1969 - The Princess Theater, one of the oldest in downtown Toledo, closes, leaving the Valentine and the Pantheon Theaters as the only remaining movie houses in downtown Toledo.
1973 - County Executive Ned Skeldon makes his long-promised swim across Maumee River after reaching goal of substantial cleanup of the river.
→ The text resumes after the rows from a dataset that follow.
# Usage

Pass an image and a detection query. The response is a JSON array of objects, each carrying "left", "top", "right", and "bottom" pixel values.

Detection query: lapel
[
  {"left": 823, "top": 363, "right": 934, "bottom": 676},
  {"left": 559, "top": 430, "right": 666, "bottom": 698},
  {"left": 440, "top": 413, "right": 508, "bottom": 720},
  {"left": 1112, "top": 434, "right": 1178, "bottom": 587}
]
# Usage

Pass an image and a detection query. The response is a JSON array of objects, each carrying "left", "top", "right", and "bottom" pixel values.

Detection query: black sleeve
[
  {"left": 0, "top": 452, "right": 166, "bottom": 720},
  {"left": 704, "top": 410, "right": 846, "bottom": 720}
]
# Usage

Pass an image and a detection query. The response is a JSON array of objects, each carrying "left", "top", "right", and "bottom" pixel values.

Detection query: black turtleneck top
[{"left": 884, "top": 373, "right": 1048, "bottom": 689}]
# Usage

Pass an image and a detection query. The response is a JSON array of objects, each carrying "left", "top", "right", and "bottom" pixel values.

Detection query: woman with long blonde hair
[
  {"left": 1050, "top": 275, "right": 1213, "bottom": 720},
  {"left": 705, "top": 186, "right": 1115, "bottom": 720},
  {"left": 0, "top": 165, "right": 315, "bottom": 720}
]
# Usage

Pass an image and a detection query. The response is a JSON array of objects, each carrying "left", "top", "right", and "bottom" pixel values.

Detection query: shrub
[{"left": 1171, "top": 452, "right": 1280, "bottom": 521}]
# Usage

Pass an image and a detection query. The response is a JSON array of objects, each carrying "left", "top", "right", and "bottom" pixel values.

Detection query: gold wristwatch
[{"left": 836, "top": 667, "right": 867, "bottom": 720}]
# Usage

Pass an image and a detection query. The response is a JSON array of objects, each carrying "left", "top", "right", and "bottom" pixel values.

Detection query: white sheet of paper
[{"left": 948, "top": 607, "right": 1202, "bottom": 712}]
Hundreds turn out to watch him swim from Walbridge Park to Rossford.
1983 - The first X-J Jeep Cherokee rolls off assembly line at Jeep Parkway plant.

July 16
1843 - The last of the Wyandot Indians leave their Upper Sandusky native tribal lands on an eventual “trail of tears” to new reservations in Kansas and Oklahoma.
1896 - Toledo Mud Hens are born. Team plays first game as “Mudhens” at Bay View Park outside of the city limits so they could play on Sundays. The team earns its nickname because BayView Park was a marshy area populated by "American Coots", often called Mudhens.
1936 - Dedication concert at the new Toledo Zoo amphitheater is held with the Toledo Civic Symphony, the forerunner to the Toledo Symphony. Toledo Police Inspector Charles Roth was the conductor.
1940 - Fire sweeps through an upper floor attic of St. Vincent’s Hospital, forcing the evacuation of 142 patients. No injuries to patients reported, but two Toledo firemen were overcome by smoke while battling the blaze.
1959 - Eight U.S. Navy ships and thousands of sailors and Marines arrive in Toledo as part of the St. Lawrence Seaway opening celebrations and festivities.
1972 - Tigers pitcher Joe Niekro pitches a seven-inning no-hitter for the Toledo Mud Hens at the team’s home ballpark in Maumee.
1972 - Notorious prohibition mobster, killer and underworld character, Jacob “Firetop” Sulkin dies at his home in Toledo at age of 80.

July 17
1835 - Angry mob of Michiganders storm Toledo home of Ben Stickney to arrest his son “Two Stickney” in one of the first skirmishes of Ohio-Michigan War.
1884 - First birth reported at what would later become Riverside Hospital. It was a boy.
1932 - Five volunteer firemen from Adams Township are killed and 10 others injured when their speeding fire truck is forced off Reynolds Road near Hill. The truck went into a deep ditch and rolled three times. Killed in the crash were Archie Dennis, Orville Reynolds and Arthur Northup. Two other firemen die a day later from their injuries.. The driver of the car that forced them off the road fled the scene.
1934 - A “human wheelbarrow” of two Toledoans, Donald Taylor and William Robb, set out from New York City on the first ever cross-country trip of a “human wheelbarrow.”